5.6.17. AutoML with `AutoGluon`#

Do you always hear about AutoML?

And want to try it out?

Use AutoGluon for Python.

AutoGluon is a Python package from AWS.

It lets you perform AutoML on:

Tabular Data (Classification, Regression)
Time Series Data
Multimodal Data (Images + Text + Tabular)

Thus, it removes the pain of choosing the best model and best parameter.

AutoGluon also offers utilities for EDA, like:

Detecting Covariate Shift
Target Variable Analysis
Feature Interaction Charts

See below for a quickstart for tabular data.

!pip install autogluon

from autogluon.tabular import TabularDataset, TabularPredictor

train_data = TabularDataset('https://autogluon.s3.amazonaws.com/datasets/Inc/train.csv')
test_data = TabularDataset('https://autogluon.s3.amazonaws.com/datasets/Inc/test.csv')

predictor = TabularPredictor(label='class').fit(train_data, time_limit=240)
predictor.leaderboard(test_data)

5.6.18. Visualize Keras Models with `visualkeras`#

Do you want some cool visualization for your Deep Learning Models?

Try visualkeras.

visualkeras visualizes your Keras models (as an alternative to model.summary())

!pip install visualkeras

import visualkeras

import tensorflow as tf
from tensorflow.keras.models import Sequential
from tensorflow.keras.layers import Conv2D, MaxPooling2D, Flatten, Dense

model = Sequential()
model.add(Conv2D(32, (3, 3), activation='relu', input_shape=(64, 64, 3)))
model.add(MaxPooling2D(pool_size=(2, 2)))
model.add(Conv2D(64, (3, 3), activation='relu'))
model.add(MaxPooling2D(pool_size=(2, 2)))
model.add(Flatten())
model.add(Dense(64, activation='relu'))
model.add(Dense(10, activation='softmax'))

visualkeras.layered_view(model, legend=True, to_file='output.png').show()

5.6.19. Perform Multilabel Stratified KFold with `iterative-stratification`#

When doing Cross-Validation for classification,

StratifiedKFold from scikit-learn is a common choice.

Stratification aims to guarantee that every fold represents all strata of the data.

But, scikit-learn doesn’t support stratifying multilabel data.

For this use case, try the iterative-stratification package.

It offers implementations for stratyfing multilabel data in different ways.

See below how we can use MultilabelStratifiedKFold.

!pip install iterative-stratification

from iterstrat.ml_stratifiers import MultilabelStratifiedKFold
import numpy as np

X = np.array([[1,2], [3,4], [1,2], [3,4], [1,2], [3,4], [1,2], [3,4]])
y = np.array([[0,0], [0,0], [0,1], [0,1], [1,1], [1,1], [1,0], [1,0]])

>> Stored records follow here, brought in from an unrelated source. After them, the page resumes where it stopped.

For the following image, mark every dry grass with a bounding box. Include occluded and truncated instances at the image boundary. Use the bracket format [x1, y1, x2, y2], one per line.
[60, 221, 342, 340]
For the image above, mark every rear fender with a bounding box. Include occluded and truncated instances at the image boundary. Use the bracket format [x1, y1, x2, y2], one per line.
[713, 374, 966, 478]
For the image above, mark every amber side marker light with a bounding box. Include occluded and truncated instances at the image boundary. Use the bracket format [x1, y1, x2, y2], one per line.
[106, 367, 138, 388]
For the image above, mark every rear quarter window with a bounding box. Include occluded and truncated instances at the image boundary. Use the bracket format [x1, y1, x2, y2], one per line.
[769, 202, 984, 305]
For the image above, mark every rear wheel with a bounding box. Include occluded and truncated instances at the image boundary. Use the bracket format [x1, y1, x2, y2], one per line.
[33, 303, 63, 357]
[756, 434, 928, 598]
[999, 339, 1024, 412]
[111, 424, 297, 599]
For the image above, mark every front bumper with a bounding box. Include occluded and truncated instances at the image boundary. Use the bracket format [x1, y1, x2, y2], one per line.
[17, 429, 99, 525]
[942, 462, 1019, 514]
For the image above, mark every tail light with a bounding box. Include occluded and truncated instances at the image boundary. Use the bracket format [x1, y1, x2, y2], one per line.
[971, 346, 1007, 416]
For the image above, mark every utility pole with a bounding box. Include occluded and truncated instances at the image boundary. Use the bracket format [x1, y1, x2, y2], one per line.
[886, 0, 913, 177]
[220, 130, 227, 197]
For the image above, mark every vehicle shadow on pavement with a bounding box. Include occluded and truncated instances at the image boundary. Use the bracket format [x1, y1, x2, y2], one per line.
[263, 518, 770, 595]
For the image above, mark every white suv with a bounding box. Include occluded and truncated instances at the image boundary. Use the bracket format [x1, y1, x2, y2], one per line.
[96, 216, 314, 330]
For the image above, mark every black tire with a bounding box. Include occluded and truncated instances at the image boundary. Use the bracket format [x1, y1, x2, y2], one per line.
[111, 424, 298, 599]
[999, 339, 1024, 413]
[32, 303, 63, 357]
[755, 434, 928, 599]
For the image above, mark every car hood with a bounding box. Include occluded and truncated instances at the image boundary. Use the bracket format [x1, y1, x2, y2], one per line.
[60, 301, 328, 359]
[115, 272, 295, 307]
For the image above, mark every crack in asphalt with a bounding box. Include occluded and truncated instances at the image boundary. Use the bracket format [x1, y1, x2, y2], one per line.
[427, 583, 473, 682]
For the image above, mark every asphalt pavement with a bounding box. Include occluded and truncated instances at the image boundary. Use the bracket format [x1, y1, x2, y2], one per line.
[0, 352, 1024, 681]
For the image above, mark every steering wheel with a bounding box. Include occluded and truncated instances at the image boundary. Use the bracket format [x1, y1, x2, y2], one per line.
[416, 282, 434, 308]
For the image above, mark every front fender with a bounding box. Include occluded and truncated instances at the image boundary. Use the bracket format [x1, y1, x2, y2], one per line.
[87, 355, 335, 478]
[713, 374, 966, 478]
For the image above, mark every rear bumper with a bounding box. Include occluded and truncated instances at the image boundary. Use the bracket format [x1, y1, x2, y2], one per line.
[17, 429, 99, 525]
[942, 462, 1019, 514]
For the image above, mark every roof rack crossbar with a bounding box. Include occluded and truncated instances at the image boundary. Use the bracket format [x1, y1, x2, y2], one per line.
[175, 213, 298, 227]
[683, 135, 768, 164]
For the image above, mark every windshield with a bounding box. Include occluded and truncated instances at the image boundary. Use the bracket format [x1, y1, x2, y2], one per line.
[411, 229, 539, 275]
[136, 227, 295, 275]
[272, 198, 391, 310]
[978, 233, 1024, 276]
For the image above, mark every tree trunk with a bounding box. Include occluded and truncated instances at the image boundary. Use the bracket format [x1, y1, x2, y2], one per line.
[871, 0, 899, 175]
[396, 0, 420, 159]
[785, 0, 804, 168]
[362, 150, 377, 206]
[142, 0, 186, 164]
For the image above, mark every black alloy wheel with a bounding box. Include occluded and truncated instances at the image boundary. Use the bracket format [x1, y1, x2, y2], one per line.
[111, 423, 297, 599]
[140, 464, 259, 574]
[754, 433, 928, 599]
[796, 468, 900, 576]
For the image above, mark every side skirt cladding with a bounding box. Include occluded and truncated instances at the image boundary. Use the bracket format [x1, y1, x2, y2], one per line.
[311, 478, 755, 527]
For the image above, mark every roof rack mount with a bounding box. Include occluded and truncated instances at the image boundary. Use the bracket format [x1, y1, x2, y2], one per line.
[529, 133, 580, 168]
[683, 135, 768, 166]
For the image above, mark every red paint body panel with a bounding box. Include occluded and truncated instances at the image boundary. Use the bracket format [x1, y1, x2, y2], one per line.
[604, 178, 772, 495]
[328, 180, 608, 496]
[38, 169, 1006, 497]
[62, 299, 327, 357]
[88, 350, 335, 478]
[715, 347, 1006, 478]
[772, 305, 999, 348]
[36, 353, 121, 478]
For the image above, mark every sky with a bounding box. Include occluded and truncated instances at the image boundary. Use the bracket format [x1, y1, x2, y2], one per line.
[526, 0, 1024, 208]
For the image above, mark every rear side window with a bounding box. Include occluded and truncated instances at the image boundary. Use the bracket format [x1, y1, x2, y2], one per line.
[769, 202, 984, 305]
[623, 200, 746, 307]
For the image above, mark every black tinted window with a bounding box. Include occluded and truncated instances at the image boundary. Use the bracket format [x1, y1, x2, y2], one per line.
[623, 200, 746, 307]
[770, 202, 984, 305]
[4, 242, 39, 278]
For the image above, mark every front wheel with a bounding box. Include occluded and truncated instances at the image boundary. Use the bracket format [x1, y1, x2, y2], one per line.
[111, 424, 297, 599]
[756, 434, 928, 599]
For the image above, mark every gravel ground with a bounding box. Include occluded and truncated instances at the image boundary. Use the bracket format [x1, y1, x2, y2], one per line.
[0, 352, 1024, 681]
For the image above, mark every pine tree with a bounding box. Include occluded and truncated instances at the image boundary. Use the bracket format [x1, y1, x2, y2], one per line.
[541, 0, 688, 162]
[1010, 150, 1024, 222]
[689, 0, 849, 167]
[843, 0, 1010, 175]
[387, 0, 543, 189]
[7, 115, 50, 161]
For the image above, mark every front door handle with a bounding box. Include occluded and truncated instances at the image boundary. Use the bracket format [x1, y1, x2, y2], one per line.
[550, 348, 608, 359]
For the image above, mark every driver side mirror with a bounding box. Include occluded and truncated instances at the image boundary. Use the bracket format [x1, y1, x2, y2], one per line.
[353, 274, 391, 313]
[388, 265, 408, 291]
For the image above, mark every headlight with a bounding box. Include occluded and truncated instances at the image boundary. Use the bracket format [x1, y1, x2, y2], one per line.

mskf = MultilabelStratifiedKFold(n_splits=2, shuffle=True, random_state=0)

for train_index, test_index in mskf.split(X, y):
   print("TRAIN:", train_index, "TEST:", test_index)
   X_train, X_test = X[train_index], X[test_index]
   y_train, y_test = y[train_index], y[test_index]

5.6.20. Interpret your Model with `Shapash`#

Nobody cares about your SOTA ML Model if nobody can’t understand the predictions.

Therefore, interpretability of ML Models is a crucial point in industry cases.

To overcome this hurdle, use Shapash for Python.

Shapash offers several types of interpretability methods to understand your model’s predictions like:

Feature Importance
Feature Contribution
LIME
SHAP

It comes also with an intuitive GUI to interact with.

Check it out! Link is in the comments section.

!pip install shapash

import pandas as pd
from category_encoders import OrdinalEncoder
from lightgbm import LGBMRegressor
from sklearn.model_selection import train_test_split
from sklearn.ensemble import ExtraTreesRegressor

from shapash.data.data_loader import data_loading
house_df, house_dict = data_loading('house_prices')

y_df=house_df['SalePrice'].to_frame()
X_df=house_df[house_df.columns.difference(['SalePrice'])]

from category_encoders import OrdinalEncoder

categorical_features = [col for col in X_df.columns if X_df[col].dtype == 'object']

encoder = OrdinalEncoder(
    cols=categorical_features,
    handle_unknown='ignore',
    return_df=True).fit(X_df)

X_df=encoder.transform(X_df)

Xtrain, Xtest, ytrain, ytest = train_test_split(X_df, y_df, train_size=0.75, random_state=1)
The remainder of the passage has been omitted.